Young women who marry these rich old dudes could easily have just as much status as their husbands, like the correlation between wealth and looks hints toward. By overlooking a full half of the equation and not even studying these ladies’ status level, researchers could have missed the fact that plenty of the supposed “trophy wife” marriages were actually matches rather than exchanges. The small amount of evidence McClintock did find that supported exchange marriages showed that both men and women are just as likely to trade their looks for a partner’s wealth. She also found that when this does occur, it’s usually only in short-term relationships, which makes me feel strangely optimistic about love because it tells me that these not-so-romantic exchanges generally can’t make it unless there’s some matching between the pair.

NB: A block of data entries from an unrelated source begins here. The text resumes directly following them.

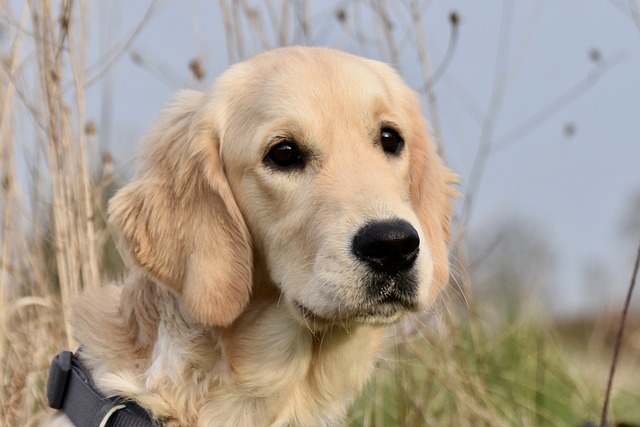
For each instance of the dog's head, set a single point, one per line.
(316, 161)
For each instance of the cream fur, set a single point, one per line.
(207, 328)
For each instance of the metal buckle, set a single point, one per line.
(58, 379)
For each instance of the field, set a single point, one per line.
(470, 362)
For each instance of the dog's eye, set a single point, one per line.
(285, 155)
(391, 141)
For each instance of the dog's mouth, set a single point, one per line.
(384, 313)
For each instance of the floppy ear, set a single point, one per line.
(432, 193)
(179, 220)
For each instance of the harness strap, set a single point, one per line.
(71, 389)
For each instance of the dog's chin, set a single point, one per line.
(380, 314)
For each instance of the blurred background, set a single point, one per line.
(534, 103)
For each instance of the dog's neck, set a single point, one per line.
(265, 363)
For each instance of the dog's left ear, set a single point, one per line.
(432, 192)
(179, 220)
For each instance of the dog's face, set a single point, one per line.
(330, 171)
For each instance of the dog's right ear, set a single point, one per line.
(179, 220)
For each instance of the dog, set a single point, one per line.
(277, 225)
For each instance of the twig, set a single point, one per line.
(488, 126)
(555, 106)
(618, 345)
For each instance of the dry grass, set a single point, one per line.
(460, 371)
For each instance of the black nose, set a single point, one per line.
(387, 247)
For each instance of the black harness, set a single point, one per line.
(71, 389)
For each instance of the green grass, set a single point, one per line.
(474, 373)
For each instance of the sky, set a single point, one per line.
(566, 73)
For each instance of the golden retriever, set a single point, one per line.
(277, 224)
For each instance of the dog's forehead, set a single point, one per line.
(313, 79)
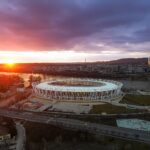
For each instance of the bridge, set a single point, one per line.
(77, 125)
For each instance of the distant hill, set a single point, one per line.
(138, 61)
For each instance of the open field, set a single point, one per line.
(108, 108)
(136, 99)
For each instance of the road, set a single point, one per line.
(74, 124)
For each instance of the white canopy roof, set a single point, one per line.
(106, 86)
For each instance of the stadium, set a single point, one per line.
(79, 90)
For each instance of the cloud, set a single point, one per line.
(79, 25)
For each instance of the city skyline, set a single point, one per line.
(70, 31)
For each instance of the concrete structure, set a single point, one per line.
(136, 124)
(79, 90)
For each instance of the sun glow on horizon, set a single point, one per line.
(9, 62)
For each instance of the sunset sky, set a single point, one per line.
(72, 30)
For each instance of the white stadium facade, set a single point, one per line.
(79, 90)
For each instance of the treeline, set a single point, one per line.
(8, 80)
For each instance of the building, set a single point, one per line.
(79, 90)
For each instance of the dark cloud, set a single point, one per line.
(73, 24)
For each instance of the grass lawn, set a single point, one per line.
(108, 108)
(136, 99)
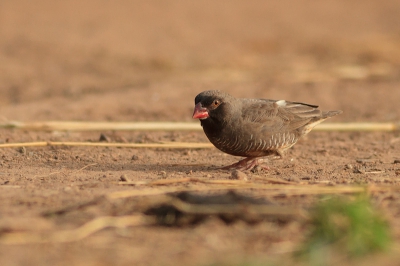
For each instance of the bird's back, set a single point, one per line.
(261, 127)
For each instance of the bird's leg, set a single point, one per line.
(251, 162)
(247, 164)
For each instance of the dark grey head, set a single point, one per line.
(213, 104)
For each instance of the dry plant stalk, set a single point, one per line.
(173, 126)
(165, 145)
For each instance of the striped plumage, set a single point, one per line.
(254, 127)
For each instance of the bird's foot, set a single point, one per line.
(247, 164)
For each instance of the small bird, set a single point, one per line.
(254, 128)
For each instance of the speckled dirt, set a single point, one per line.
(146, 61)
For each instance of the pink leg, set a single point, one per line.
(247, 164)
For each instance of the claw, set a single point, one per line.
(247, 164)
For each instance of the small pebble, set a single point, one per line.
(238, 175)
(163, 174)
(103, 137)
(22, 150)
(294, 179)
(348, 166)
(123, 178)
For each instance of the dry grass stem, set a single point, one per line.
(165, 145)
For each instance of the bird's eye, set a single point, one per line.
(216, 103)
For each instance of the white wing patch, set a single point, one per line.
(281, 103)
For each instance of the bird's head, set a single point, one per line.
(214, 104)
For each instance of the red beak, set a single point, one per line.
(200, 112)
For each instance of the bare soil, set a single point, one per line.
(146, 61)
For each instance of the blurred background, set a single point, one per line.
(146, 60)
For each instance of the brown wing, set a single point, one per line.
(278, 116)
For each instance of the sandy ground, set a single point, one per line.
(146, 61)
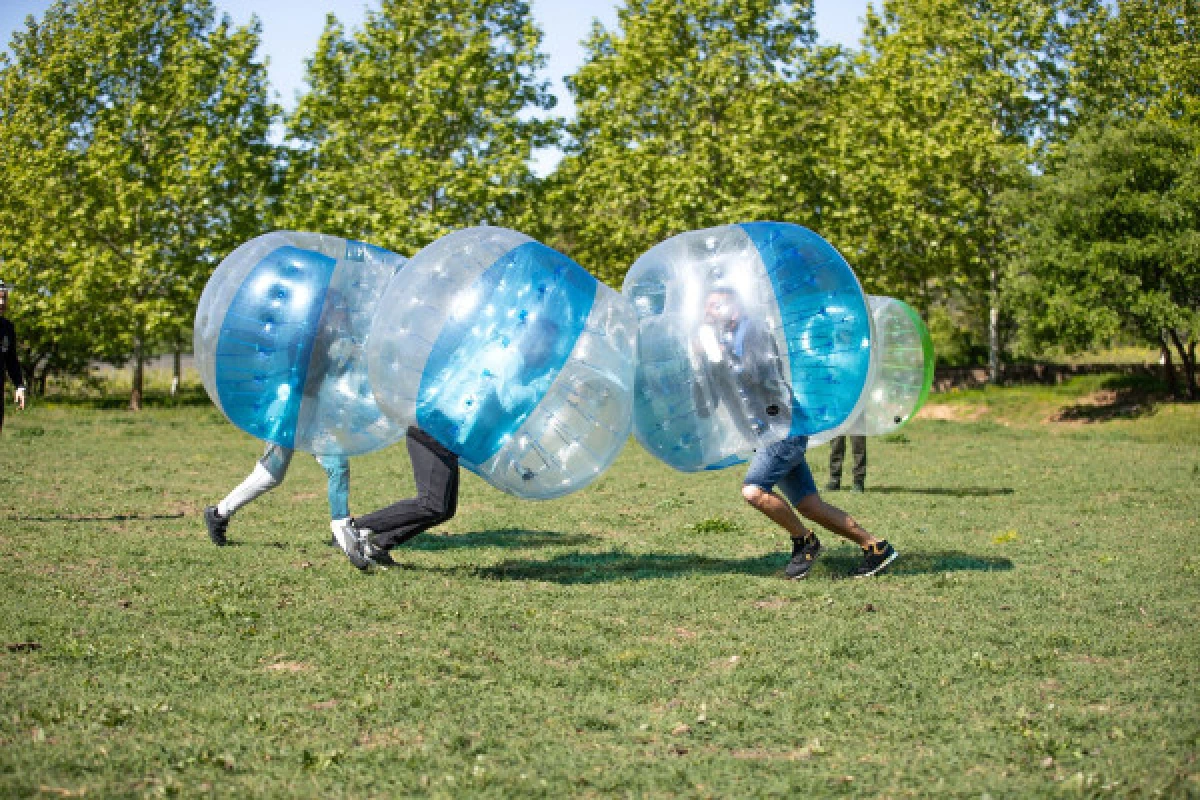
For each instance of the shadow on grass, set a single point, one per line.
(954, 492)
(498, 537)
(603, 567)
(913, 561)
(100, 517)
(107, 400)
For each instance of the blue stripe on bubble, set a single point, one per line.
(505, 341)
(265, 342)
(826, 322)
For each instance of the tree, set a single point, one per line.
(1111, 241)
(1133, 58)
(939, 120)
(136, 156)
(694, 113)
(420, 122)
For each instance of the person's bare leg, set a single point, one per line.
(835, 519)
(777, 509)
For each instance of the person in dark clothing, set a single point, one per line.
(742, 368)
(783, 463)
(10, 366)
(838, 456)
(436, 473)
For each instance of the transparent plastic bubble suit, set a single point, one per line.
(281, 341)
(903, 354)
(747, 334)
(511, 355)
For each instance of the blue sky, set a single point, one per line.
(291, 29)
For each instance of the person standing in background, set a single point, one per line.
(11, 367)
(838, 455)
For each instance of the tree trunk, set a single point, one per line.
(138, 366)
(994, 332)
(1173, 384)
(1189, 365)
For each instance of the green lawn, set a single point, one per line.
(1038, 635)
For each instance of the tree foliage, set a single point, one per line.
(136, 157)
(939, 120)
(1111, 241)
(694, 113)
(421, 122)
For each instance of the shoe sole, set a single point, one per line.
(892, 558)
(215, 535)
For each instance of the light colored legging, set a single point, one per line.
(270, 470)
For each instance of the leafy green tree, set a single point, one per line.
(693, 113)
(1111, 241)
(421, 122)
(1133, 58)
(936, 122)
(135, 149)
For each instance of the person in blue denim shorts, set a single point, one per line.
(783, 464)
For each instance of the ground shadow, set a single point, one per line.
(1123, 407)
(111, 517)
(915, 561)
(498, 537)
(954, 492)
(612, 566)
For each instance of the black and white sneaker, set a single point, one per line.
(348, 540)
(373, 553)
(216, 525)
(876, 558)
(804, 553)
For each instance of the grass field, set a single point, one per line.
(1038, 636)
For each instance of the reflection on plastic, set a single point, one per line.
(511, 355)
(747, 334)
(280, 341)
(903, 372)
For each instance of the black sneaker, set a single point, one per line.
(348, 540)
(216, 525)
(376, 554)
(804, 553)
(876, 558)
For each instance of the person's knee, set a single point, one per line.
(809, 505)
(268, 477)
(438, 510)
(754, 494)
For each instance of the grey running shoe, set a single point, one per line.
(216, 525)
(876, 558)
(373, 553)
(348, 540)
(804, 554)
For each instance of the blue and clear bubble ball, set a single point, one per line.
(901, 372)
(747, 334)
(511, 355)
(280, 341)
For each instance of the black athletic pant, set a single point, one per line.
(838, 455)
(436, 471)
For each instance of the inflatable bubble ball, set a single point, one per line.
(903, 354)
(511, 355)
(747, 334)
(280, 341)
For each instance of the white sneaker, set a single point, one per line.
(348, 540)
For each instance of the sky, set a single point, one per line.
(291, 29)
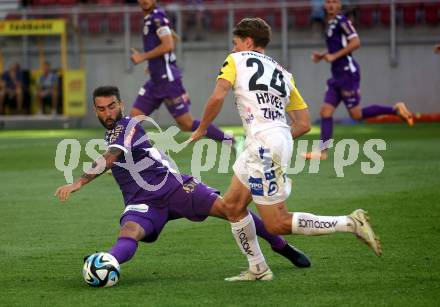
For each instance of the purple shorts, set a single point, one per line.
(152, 94)
(345, 87)
(193, 201)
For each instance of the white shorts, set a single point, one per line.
(263, 164)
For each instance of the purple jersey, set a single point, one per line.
(163, 67)
(142, 173)
(338, 32)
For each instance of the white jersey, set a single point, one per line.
(263, 90)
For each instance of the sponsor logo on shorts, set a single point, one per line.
(256, 186)
(273, 188)
(142, 208)
(316, 224)
(244, 242)
(190, 186)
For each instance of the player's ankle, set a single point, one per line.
(258, 268)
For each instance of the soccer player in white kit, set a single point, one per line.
(264, 93)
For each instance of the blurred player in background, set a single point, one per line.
(342, 40)
(167, 195)
(165, 84)
(47, 89)
(264, 91)
(11, 89)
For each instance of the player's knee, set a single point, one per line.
(132, 230)
(233, 210)
(274, 228)
(279, 226)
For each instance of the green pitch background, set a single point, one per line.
(42, 242)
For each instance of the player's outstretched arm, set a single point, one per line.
(99, 166)
(300, 122)
(212, 108)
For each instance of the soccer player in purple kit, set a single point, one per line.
(153, 192)
(165, 84)
(342, 40)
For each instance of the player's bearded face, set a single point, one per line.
(241, 44)
(109, 111)
(147, 5)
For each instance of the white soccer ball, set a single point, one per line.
(101, 270)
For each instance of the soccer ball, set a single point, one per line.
(101, 270)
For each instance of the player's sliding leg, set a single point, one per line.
(279, 221)
(243, 229)
(399, 109)
(277, 243)
(129, 235)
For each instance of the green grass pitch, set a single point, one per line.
(42, 242)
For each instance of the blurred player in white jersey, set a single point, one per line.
(264, 93)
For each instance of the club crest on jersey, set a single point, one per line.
(256, 185)
(273, 188)
(113, 134)
(146, 28)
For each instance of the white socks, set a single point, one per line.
(246, 237)
(312, 225)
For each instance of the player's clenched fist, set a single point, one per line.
(64, 191)
(136, 56)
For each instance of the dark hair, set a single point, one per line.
(106, 91)
(255, 28)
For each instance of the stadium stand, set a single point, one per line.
(365, 15)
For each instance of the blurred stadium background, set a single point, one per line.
(396, 57)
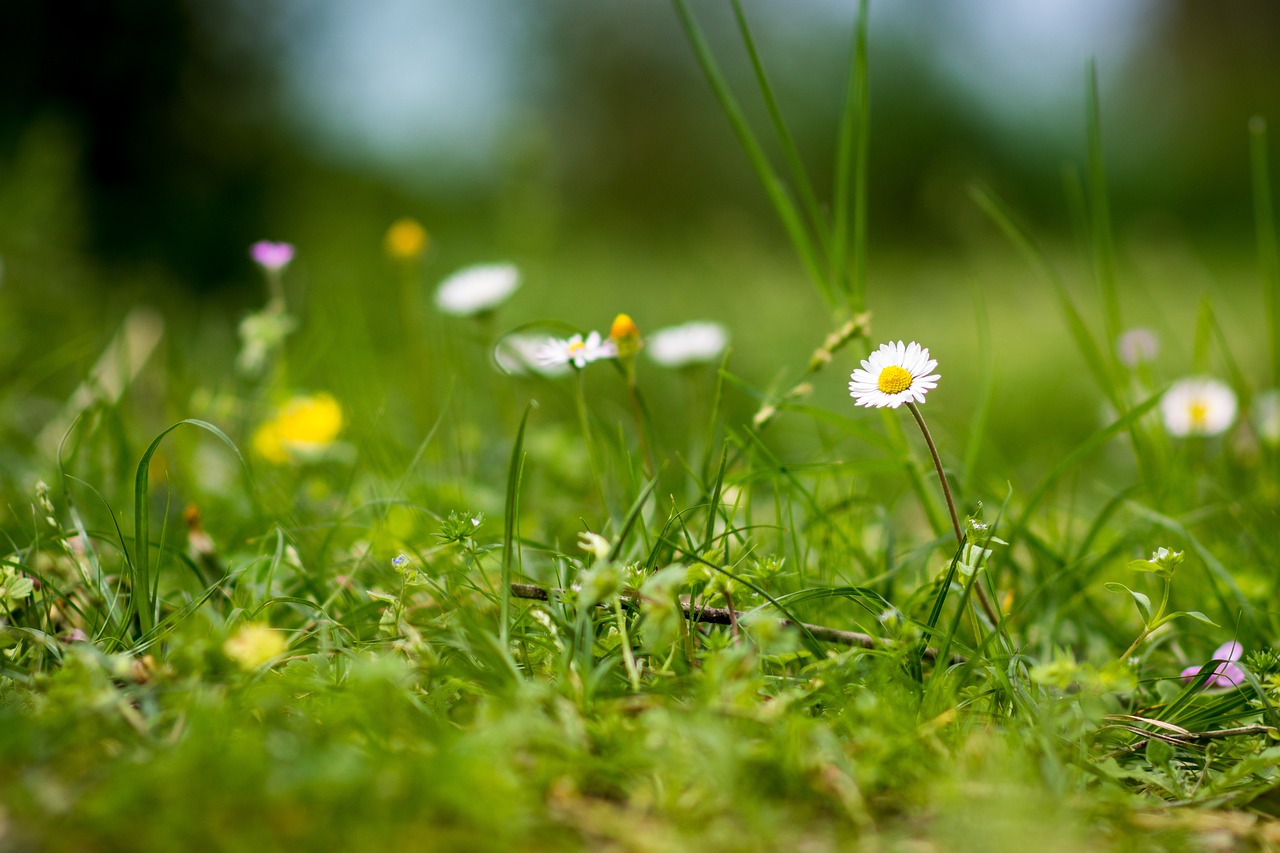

This study is really enlightening to me: I’m embarrassed to say I’ve watched enough “Real Housewives” and heard enough misguided gossip from older women in my life to think becoming a trophy wife was a viable, though potentially unfulfilling, life path for women of a certain appearance if they so chose.
The most important (and discouraging) reality of this study is that even scientists, who are supposed to have a neutral attitude doing research, demonstrate a major gender bias and other beliefs that reflect their own worldviews. It’s as if they never even fathomed that supposed trophy wives may have just as much to offer beyond looks as their husbands do.
It leads me to wonder what other studies were motivated by bias, and definitely makes me question my tendency to trust researchers who may have more of an emotional stake in their study’s subject matter than I’d have considered.